We had a great first year, but in late November 2009 we got a notice from the bank that the escrow account was overdrawn by about $2400. A little investigating showed us that we had been charged the wrong tax rate. We should have been charged Homestead Tax for owning and living on the property, but we were instead charged with Non-Homestead Tax which is about double the Homestead rate.

Escrow wanted to recoup this shortfall within 30 days of the notice, but we couldn't make that happen in the time allotted. Escrow's fall back position was charge the shortfall over 12 months (with fees) as part of our mortgage payment. This increased our payments by about 45%. We had hope that contacting the city would correct the rate and provide us with a refund for the over-payment fairly quickly, so we decided to run a deficit on the checking account at the mortgage bank that we set up for automated payments (and a lower APR).

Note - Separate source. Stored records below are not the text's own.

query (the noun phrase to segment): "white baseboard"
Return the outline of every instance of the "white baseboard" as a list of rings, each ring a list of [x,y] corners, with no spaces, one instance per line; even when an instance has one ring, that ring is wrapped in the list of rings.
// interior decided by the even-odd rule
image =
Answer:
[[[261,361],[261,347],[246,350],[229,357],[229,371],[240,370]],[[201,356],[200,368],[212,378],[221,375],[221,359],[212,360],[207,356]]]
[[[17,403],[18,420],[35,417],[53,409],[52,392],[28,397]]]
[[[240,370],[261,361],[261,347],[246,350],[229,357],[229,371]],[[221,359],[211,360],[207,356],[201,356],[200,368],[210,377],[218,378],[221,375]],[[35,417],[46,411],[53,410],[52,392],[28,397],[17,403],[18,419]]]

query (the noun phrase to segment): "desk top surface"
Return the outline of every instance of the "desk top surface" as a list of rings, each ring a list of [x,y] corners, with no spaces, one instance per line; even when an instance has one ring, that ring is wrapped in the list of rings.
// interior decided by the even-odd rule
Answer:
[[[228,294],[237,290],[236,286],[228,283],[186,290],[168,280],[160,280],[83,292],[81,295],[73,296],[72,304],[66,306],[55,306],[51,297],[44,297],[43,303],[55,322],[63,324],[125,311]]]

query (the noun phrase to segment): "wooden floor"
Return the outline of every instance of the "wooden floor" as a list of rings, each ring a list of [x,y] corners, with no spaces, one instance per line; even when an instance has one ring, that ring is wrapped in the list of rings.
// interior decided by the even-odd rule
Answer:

Time marched on, and we made no headway with the city. They wanted proof of residency. We gave them months and months worth of this bill and that bill and they still weren't satisfied. Even after resubmitting whatever form they said was missing initially, our tax rate wasn't adjusted from that point forward.

By the spring of 2010, the computing power behind the checking account decided to close the account. As we were still unable to make the bigger payments, a deficit began to grow directly on the mortgage account. I began to dread every knock and every call. This began to trigger foreclosure proceedings that culminated in a Sheriff's sale in October 2010.

The six month Right to Redemption period wasn't any less stressful. We were still trying to get things straight with the city and the refund we were sure we were due could get us square with the bank. I was hoping that a private buyer at the foreclosure sale would extend an offer to stay on as renters.

In April 2011, the letter finally came announcing we had 7 days to vacate the property. It hurt. I felt like a failure as a husband and a provider. We yelled. We cried. We prayed. It became clear that it was okay to walk away. We found an apartment, and we found a storage unit. We had loads of help from those nearest and dearest to us, who were all shocked by the news. It turns out we had a little more than 7 days to get everything out, but by the time we were served with the court papers, we were at peace with the situation. We handed over the keys with out a fight, and found a little more room in our budget by letting go.

It seems like the deck was stacked against us from the beginning, but we weren't financially ready to be homeowners. That was a very hard lesson to learn.

1 comment:

Unknown said...

It must be quite hard indeed, but what's important is that through it all, you and your family have made it through. It's quite frustrating that one problem that started initially as the wrong tax rate charged on you become compounded enough and led into this. But now that it's over, a huge weight must have been lifted by now off your shoulders and you can focus more into things that really matter. Having a foreclosure doesn't reflect on your capability as a husband and a provider.